Cynics might note that we could replace “fight” with “fund” in the former Pakistani ruler’s question and achieve greater historical accuracy.
On Afghanistan, it might be advisable for the new American commander, Lieutenant General John Allen, in carrying out his extremely difficult mission of “Afghanization” and “punitive raiding” the Taliban, to first ponder history and “Remember Herat“.
In 1979, before the Soviet invasion of Afghanistan, the entire garrison of Soviet advisers in Herat was slaughtered, including the dependent women and children, by an angry mob that was aided by the local Afghan Communist Army units who, led by Ismail Khan, conveniently revolted and turned on their Russian allies. If British military history is more to Lt. General Allen’s taste, the Afghans massacred British garrisons in Kabul twice in the 19th century, Major Cavagnari’s in 1878 and that of Sir William McNaghten and Sir Alexander Burnes in 1841, though most of the British died to all but the last man on the retreat to Jalalabad in 1842.
The cape wearing, election-stealing, lotus-eater whom we thanklessly prop up, may be more incompetent than Nur Mohammed Taraki and less legitimate a client than Shah Shuja, but he has a demonstrated talent for inciting anti-western violence exceeded only by his enterprise in looting aid money.
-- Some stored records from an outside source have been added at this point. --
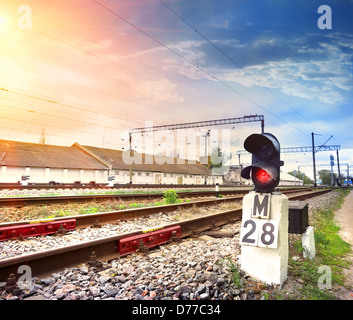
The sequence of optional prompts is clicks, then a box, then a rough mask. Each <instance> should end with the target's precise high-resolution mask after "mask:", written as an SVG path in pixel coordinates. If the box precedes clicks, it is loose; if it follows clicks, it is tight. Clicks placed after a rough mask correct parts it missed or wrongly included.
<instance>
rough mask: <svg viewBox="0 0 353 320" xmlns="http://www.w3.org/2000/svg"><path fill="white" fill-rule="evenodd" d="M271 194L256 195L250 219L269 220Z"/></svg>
mask: <svg viewBox="0 0 353 320" xmlns="http://www.w3.org/2000/svg"><path fill="white" fill-rule="evenodd" d="M270 203H271V194H261V195H259V194H256V195H255V197H254V202H253V207H252V210H251V212H252V214H251V217H252V218H264V219H269V218H270Z"/></svg>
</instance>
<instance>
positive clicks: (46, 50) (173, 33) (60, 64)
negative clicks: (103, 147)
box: [0, 0, 353, 173]
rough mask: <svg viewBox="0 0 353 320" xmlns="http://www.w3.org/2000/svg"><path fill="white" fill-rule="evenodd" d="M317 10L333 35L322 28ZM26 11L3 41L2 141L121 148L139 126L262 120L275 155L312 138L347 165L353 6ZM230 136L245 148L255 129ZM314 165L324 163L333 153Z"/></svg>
mask: <svg viewBox="0 0 353 320" xmlns="http://www.w3.org/2000/svg"><path fill="white" fill-rule="evenodd" d="M97 2H98V3H97ZM4 4H6V5H5V7H4V10H0V15H1V12H5V11H6V12H7V14H8V16H11V15H12V20H14V19H16V18H17V17H18V13H17V10H16V9H17V7H18V6H20V5H21V4H22V3H21V1H19V0H18V1H16V0H14V1H4ZM4 4H3V5H4ZM323 4H325V5H328V6H330V8H331V10H332V29H326V30H321V29H319V27H318V19H319V18H320V16H322V14H319V13H318V8H319V7H320V6H321V5H323ZM28 5H29V6H30V8H31V9H32V28H31V29H29V30H25V31H23V30H17V29H16V28H13V29H11V30H10V31H8V32H7V33H5V32H2V33H0V37H2V39H1V40H2V50H1V52H0V68H2V70H1V71H2V73H1V74H2V76H0V85H1V87H2V88H4V89H7V90H10V91H7V92H6V93H5V92H1V94H2V95H1V96H0V98H1V99H2V100H0V102H1V103H2V105H3V106H4V108H3V109H2V118H3V119H2V121H3V122H2V123H3V124H4V125H3V127H2V129H1V136H2V138H4V139H13V140H23V141H30V142H37V141H38V139H39V135H40V132H41V130H43V128H44V129H45V133H46V136H47V138H48V142H49V143H53V144H67V145H70V144H72V143H74V142H75V141H77V142H80V143H82V144H90V145H96V146H100V147H101V146H105V147H110V148H121V147H122V146H123V145H124V142H122V140H121V136H122V132H123V131H124V130H127V129H129V128H134V127H141V126H143V125H144V123H145V121H153V123H154V124H156V125H161V124H170V123H182V122H190V121H201V120H210V119H222V118H230V117H241V116H243V115H249V114H263V115H264V116H265V128H266V131H269V132H271V133H273V134H275V135H276V136H277V137H278V139H279V141H280V143H281V145H282V146H283V147H290V146H309V145H311V132H315V133H316V134H317V135H316V136H315V139H316V142H317V143H318V144H320V143H323V142H325V141H326V140H327V139H328V138H329V137H330V136H331V135H333V138H331V139H330V141H329V143H328V144H338V145H341V148H342V150H341V151H340V158H341V162H342V163H351V164H352V165H353V153H352V151H353V147H352V142H353V130H352V129H351V127H352V125H351V124H352V123H353V109H352V107H353V78H352V76H353V19H352V18H353V1H352V0H335V1H329V0H328V1H316V0H315V1H303V0H297V1H295V2H293V1H288V0H281V1H279V0H277V1H274V0H272V1H270V0H261V1H260V0H233V1H229V0H217V1H215V0H197V1H196V0H193V1H191V0H163V2H161V1H159V0H149V1H146V0H129V1H127V0H124V1H123V0H114V1H113V0H97V1H96V2H95V1H88V0H77V1H75V2H74V3H73V2H72V1H68V0H63V1H51V2H50V3H48V2H43V1H38V0H31V1H28ZM0 9H1V8H0ZM195 30H196V31H195ZM33 97H34V98H33ZM20 98H21V99H22V101H19V99H20ZM48 100H50V101H55V104H54V103H53V102H49V103H48ZM11 108H12V109H11ZM10 109H11V110H10ZM59 109H60V111H59ZM35 113H36V115H35V116H34V115H33V114H35ZM16 119H17V120H16ZM20 121H22V122H20ZM205 129H207V128H205ZM231 129H232V136H231V141H232V146H233V147H234V148H235V149H242V148H243V146H242V143H243V141H244V140H245V138H246V136H247V135H248V134H250V133H253V132H259V125H258V124H250V125H243V124H242V125H238V126H235V127H234V129H233V128H231ZM283 159H284V161H285V163H286V167H285V168H284V170H285V171H289V170H291V169H293V168H296V167H298V166H299V165H303V166H304V165H308V164H310V163H311V155H309V154H294V155H293V154H287V155H283ZM317 159H318V162H319V163H328V162H329V153H327V152H320V153H318V154H317ZM244 161H245V162H246V161H249V159H244ZM308 170H310V169H308ZM352 170H353V169H352ZM308 173H309V172H308Z"/></svg>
Is crazy Karzai above lighting a match to a tense situation the US military itself has already described as a “rapidly growing systemic threat“? Not in my view.
When the American drawdown begins in earnest, General Allen will need to watch the backs of his troops
ADDENDUM:
Ahmed Wali Karzai, the notorious fixer and feared enforcer of the Afghan regime and the brother of President Hamid Karzai was assassinated today. The Taliban claimed credit, but AWK has too many enemies to be certain yet.